I searched for soul mates and found one in a friend of mine who was honest and straightforward. I searched for more but didn’t – couldn’t – find them. It seemed my friends had had the easiest of babies. One was good enough to tell me that things had probably been tough in the beginning but she had since forgotten. It warmed me a little but everything soon turned cold around me again.
I will continue to write this sentence: I never believed motherhood would be easy. I never did. I promise. But in so many ways it has surprised me.
I am all alone. I am the only one with a child that sleeps too little, needs help to be breastfed, cries at night for no reason. I tell myself this over and over again. One evening I tell J that I think it is fair to say we haven’t got the easiest baby. He looks at me and asks what good saying that will do us? We fight because I need to say it and he needs me to not say that kind of thing. The next day she is an angel.
I am scared shitless about attending the wedding of a couple of our really good friends. Scared because she juggled a three month old perfectly at our wedding last year and scared because our only other venture out into the real world has been a birthday party which we left early due to incosolable baby girl (ours). But G behaves her best. She won’t sleep while we toast the couple, find our seats and eat the starter, but as soon as the buffet is on the table, she’s out. Six hours. I dance with my husband, the bride, the groom. I don’t drink a sip of alcohol, but I feel as if I am at a party and I am having fun. Sunday is a fight, but who cares when Saturday was bubbly like a glass of champagne?

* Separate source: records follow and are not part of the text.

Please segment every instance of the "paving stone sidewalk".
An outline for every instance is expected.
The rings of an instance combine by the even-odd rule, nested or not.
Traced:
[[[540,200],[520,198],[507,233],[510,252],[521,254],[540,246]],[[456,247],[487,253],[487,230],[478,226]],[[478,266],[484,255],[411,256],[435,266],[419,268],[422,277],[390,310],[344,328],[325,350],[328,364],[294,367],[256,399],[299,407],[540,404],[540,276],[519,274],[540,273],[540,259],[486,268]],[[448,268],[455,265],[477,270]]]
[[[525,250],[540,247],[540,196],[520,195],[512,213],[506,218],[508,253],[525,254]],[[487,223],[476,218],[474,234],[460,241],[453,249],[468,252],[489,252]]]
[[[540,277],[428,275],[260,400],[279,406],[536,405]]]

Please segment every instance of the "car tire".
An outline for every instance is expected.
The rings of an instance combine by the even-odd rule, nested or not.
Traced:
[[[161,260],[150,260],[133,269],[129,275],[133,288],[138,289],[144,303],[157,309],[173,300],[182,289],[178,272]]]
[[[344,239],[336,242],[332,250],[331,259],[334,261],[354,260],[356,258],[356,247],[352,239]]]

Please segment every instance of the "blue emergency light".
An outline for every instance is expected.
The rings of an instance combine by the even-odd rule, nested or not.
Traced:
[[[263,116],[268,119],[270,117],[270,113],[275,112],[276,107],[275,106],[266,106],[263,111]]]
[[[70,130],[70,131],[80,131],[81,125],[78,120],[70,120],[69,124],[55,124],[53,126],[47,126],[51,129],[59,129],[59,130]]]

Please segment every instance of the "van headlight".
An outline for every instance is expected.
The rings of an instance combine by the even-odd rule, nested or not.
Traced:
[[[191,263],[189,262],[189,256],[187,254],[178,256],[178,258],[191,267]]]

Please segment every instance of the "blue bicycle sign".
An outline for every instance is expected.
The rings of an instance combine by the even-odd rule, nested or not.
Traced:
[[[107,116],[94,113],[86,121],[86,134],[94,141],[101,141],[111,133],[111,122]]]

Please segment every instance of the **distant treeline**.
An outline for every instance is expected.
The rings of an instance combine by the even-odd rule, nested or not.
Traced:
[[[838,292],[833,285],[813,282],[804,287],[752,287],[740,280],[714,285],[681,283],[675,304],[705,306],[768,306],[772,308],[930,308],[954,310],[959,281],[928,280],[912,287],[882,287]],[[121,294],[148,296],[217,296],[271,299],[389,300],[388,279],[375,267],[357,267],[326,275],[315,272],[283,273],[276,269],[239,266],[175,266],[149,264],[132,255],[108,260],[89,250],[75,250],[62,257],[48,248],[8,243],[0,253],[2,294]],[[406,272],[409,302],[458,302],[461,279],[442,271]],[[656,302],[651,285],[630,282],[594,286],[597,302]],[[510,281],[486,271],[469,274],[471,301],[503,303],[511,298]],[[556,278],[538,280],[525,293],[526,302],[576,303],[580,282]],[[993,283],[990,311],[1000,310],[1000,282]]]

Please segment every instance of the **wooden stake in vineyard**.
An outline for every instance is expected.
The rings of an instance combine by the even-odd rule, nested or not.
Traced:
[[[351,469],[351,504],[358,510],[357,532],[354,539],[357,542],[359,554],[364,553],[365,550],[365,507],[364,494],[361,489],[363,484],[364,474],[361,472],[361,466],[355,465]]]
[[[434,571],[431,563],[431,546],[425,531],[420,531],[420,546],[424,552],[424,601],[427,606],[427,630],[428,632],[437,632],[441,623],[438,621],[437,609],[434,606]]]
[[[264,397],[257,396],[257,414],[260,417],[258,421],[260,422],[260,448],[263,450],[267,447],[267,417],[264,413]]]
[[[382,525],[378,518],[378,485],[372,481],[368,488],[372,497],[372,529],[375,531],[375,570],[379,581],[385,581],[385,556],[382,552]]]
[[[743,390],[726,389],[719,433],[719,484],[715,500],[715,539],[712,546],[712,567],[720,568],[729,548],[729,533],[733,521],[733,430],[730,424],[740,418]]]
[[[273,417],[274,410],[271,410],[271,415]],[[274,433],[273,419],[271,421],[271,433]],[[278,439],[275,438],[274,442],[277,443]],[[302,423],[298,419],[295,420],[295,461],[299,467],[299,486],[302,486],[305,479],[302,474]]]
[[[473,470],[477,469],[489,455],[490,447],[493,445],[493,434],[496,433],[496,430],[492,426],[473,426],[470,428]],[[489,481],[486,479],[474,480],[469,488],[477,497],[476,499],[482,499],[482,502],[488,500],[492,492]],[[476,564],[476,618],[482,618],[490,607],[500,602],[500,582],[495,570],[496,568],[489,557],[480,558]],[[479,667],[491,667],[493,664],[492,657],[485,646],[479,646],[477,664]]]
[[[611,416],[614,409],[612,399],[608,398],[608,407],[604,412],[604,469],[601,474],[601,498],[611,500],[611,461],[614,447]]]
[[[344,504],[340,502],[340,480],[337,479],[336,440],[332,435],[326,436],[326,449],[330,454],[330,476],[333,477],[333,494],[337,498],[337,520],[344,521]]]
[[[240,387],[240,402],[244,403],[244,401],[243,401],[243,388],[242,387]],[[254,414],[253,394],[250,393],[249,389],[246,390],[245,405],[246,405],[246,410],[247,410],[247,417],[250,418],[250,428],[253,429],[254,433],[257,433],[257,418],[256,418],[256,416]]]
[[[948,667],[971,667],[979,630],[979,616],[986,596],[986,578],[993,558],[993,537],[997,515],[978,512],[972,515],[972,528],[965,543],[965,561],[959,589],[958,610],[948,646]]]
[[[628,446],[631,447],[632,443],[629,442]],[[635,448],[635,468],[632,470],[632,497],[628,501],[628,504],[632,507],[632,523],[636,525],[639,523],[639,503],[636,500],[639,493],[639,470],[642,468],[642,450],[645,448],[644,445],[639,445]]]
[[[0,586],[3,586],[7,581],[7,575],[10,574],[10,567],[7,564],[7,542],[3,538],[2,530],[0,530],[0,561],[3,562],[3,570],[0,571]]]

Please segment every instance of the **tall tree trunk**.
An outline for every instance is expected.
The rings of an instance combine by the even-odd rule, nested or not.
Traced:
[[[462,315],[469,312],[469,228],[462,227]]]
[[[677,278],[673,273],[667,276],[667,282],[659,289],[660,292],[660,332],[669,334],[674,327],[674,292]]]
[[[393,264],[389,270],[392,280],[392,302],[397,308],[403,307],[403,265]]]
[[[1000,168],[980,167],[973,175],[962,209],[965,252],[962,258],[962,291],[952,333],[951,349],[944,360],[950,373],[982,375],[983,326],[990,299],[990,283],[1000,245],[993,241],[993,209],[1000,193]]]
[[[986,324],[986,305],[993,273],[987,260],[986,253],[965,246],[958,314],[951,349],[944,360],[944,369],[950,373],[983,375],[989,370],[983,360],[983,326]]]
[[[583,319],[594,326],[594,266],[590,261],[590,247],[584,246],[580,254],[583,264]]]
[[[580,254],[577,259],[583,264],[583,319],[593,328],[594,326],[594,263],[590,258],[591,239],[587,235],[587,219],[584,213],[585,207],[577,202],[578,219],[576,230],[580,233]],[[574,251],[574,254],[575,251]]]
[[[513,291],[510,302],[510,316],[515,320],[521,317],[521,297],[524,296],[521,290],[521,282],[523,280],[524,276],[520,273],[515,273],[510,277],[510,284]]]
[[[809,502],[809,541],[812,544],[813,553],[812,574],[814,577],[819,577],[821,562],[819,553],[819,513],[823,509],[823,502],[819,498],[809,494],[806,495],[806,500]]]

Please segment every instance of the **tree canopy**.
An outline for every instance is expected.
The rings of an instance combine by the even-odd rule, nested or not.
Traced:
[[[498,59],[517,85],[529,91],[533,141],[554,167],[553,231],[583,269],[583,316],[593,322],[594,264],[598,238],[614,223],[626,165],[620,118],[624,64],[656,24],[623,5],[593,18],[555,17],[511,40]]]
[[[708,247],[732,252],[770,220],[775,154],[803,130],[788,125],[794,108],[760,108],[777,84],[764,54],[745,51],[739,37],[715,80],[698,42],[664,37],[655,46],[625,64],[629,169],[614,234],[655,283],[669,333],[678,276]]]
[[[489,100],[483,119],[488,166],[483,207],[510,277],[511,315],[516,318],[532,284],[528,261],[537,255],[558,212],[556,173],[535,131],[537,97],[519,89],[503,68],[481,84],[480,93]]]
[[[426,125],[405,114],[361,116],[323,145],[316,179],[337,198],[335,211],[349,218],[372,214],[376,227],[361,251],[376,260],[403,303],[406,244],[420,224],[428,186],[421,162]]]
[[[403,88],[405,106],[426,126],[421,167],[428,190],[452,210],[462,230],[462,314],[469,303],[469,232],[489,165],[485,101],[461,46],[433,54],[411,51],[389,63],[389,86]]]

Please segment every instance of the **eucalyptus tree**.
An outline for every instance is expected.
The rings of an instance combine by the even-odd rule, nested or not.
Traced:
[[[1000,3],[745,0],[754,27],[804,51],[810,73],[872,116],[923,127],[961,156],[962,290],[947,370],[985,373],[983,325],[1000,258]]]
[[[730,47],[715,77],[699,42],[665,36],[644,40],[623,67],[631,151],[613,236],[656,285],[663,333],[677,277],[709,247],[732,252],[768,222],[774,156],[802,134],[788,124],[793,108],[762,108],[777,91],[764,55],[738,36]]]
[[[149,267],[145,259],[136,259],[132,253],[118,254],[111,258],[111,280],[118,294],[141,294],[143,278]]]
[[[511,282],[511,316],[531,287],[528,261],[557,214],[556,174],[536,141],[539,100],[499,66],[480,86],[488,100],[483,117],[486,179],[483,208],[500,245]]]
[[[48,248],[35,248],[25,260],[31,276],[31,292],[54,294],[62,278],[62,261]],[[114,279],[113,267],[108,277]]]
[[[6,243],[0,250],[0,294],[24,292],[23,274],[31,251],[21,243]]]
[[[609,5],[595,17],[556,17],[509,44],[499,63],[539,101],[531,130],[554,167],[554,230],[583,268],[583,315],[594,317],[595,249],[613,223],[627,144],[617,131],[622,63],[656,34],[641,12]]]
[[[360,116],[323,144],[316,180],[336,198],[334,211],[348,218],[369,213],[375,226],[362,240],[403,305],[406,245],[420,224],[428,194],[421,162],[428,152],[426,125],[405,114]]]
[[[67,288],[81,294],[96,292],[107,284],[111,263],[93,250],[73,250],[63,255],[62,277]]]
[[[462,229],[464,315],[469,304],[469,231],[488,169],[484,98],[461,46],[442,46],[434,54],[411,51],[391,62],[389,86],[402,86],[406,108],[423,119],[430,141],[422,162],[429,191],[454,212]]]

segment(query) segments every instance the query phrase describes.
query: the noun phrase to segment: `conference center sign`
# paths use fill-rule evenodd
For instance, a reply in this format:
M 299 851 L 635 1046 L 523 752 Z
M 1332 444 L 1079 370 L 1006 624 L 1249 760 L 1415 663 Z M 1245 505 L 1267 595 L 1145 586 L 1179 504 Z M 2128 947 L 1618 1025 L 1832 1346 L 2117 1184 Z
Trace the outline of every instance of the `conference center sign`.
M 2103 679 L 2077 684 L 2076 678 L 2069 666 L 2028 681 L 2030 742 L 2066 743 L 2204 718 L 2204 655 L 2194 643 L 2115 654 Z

Every Monday I sit with five other mothers I didn’t know five weeks ago. Mother group they call it. At first, the only thing we had in common was having had children around the same time. Our children’s birthdays, the fact that it is our first babies and the part of town we have chosen to live in is what has brought us together. We were asked if we wanted to join, and we all said yes whispering to ourselves that it would be okay to quit should the others turn out to be people we didn’t get along with. So far we are still together. Getting along. We talk and share our experiences. Five weeks after our first meeting I dare to ask if any of them have felt as I have: This is too hard, this will be the only one I ever have. They all have. And just like that, question by question, we learn that we have things in common. We might never meet up for lunch without our kids. We might not see each other again once maternity leave is over and our kids are in day care, but right now we have something in common, something which brings us together.
I started school when I was six and I left university when I was 26. I feel as if I have learned more, seen more, these past two months than I did during those 20 years. Every day feels like driving around a country whose infra structure has not yet been thought through. It is a bumpy road. It is up and down and driving way too fast for my liking and turning corners when you would much rather just go ahead. But the view, the view is so great. And the people I get to ride with in the car, those people are so great. We fight, we cry, but we have so much together – laughs, smiles, naps, kisses, love – and all of that makes it all worth it. All worth it – even if tomorrow is bumpier than anything we have seen yet.